Creating Your Personal Vision Statement

This month, I’d like to talk a little bit about establishing a personal vision statement.

Step One in The Franchise Playbook is all about defining your personal vision. When I work with individuals who are exploring business ownership, one of the first things we do is work on our personal vision. Some people embrace this process, while others find it either frustrating or don’t see the point. My suggestion would be that opening a business without a clear personal vision is like driving your car without any destination. Despite what many people think, opening a business is not the objective for 95% of the folks out there. In most cases, the business is simply a vehicle to get you where you want to go. However, if you don’t know where you are going, it’s almost impossible to know if you have the right business.

The Franchisee Playbook’s Vision Exercise is designed to get you thinking about legacy and impact. In many ways, it’s the same as a business’s mission statement. Businesses establish mission statements so that, as they make investment and growth decisions, they have a baseline to determine if those decisions are moving the business in the right direction. Without a clearly defined vision, a business would never be able to make the kind of decisions that are required to grow, expand, and succeed.

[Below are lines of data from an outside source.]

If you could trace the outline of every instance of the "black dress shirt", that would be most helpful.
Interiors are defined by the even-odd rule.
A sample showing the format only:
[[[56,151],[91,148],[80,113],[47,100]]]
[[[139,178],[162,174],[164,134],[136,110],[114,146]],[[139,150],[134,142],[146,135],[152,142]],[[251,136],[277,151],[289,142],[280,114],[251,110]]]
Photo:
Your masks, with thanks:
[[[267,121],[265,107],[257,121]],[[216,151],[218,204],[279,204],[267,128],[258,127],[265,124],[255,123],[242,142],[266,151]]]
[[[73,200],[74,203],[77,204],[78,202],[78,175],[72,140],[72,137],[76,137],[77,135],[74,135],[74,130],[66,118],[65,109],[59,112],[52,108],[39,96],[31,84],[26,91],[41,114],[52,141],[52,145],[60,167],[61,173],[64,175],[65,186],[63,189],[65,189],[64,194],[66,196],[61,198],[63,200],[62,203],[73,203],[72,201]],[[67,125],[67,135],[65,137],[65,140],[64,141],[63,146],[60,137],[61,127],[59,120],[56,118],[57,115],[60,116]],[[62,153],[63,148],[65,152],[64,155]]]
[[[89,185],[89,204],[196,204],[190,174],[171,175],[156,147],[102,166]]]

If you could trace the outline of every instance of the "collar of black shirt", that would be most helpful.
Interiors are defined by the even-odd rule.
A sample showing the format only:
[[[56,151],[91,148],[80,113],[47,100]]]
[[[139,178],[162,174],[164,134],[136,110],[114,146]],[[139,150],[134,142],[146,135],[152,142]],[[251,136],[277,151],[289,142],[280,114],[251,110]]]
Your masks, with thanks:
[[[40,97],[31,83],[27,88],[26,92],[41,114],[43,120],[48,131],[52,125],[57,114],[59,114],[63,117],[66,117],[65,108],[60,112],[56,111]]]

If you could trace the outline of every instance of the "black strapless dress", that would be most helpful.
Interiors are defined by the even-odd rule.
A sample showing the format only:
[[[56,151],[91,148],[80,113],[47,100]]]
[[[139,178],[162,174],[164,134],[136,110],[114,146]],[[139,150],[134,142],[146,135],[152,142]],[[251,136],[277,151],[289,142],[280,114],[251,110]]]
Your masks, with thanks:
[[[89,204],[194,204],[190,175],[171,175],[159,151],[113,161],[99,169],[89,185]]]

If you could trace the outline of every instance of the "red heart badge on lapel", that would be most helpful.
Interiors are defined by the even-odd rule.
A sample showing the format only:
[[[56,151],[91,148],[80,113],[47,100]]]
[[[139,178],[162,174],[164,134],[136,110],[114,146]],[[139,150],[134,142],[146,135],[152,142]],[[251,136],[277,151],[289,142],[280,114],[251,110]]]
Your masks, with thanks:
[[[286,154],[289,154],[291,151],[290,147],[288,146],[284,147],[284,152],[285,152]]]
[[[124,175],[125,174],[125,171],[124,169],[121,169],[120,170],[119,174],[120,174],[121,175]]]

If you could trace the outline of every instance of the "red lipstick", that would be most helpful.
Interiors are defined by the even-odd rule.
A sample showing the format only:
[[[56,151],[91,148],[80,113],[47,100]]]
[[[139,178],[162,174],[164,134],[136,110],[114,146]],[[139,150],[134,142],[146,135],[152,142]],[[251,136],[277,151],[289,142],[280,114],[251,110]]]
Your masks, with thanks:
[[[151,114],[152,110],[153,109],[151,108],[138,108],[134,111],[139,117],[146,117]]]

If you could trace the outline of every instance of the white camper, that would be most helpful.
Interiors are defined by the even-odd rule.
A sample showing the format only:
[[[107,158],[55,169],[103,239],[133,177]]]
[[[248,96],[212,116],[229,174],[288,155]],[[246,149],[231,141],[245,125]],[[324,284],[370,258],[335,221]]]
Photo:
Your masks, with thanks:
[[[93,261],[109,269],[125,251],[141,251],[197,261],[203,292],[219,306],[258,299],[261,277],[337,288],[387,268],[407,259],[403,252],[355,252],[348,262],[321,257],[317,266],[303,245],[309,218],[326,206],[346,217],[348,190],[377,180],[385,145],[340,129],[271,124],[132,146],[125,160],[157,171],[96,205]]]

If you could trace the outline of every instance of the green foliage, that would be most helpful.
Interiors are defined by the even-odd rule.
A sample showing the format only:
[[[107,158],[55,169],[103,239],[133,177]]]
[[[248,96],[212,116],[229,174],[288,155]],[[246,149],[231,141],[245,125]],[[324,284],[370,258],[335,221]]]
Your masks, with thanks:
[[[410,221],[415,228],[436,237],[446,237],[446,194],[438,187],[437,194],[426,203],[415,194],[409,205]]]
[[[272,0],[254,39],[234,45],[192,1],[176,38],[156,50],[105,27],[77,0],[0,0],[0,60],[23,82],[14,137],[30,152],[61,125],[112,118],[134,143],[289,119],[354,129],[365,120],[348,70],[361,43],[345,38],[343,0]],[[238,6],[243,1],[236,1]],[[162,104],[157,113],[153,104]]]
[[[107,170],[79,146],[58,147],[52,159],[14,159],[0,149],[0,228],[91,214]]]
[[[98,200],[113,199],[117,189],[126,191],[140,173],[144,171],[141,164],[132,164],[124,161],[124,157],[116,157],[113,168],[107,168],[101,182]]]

Unfortunately, as individuals and families, we don’t often spend time thinking about what our mission statement might be. We simply let the river of life push us downstream, opportunistically accepting jobs when they come our way, and bemoaning the fact that we always feel a little bit out of control.
My suggestion would be to download Step One from The Franchisee Playbook and work through the exercise. It doesn’t matter if you intend to be a business owner, wish to start a nonprofit, or play pickleball every day, a well-developed vision statement will give you clarity and confidence to make decisions that are in line with your goals and objectives.

One last thing—something that you will not find in The Franchisee Playbook. Exercise 1.6 suggests you write a vision statement that is approximately one paragraph long. If you have the inclination, once you have developed your vision statement, work on shortening the statement. The ideal result would be a personal vision statement that only one sentence long. Just so you know, this is exceptionally difficult to do. It took me 10 years before I could confidently verbalize a personal vision statement that was only one sentence long. However, if you eventually are able to do this, you’ll find it incredibly powerful in all aspects of life.

Should you wish to take on this challenge, I wish you the very best and stand ready to assist if needed.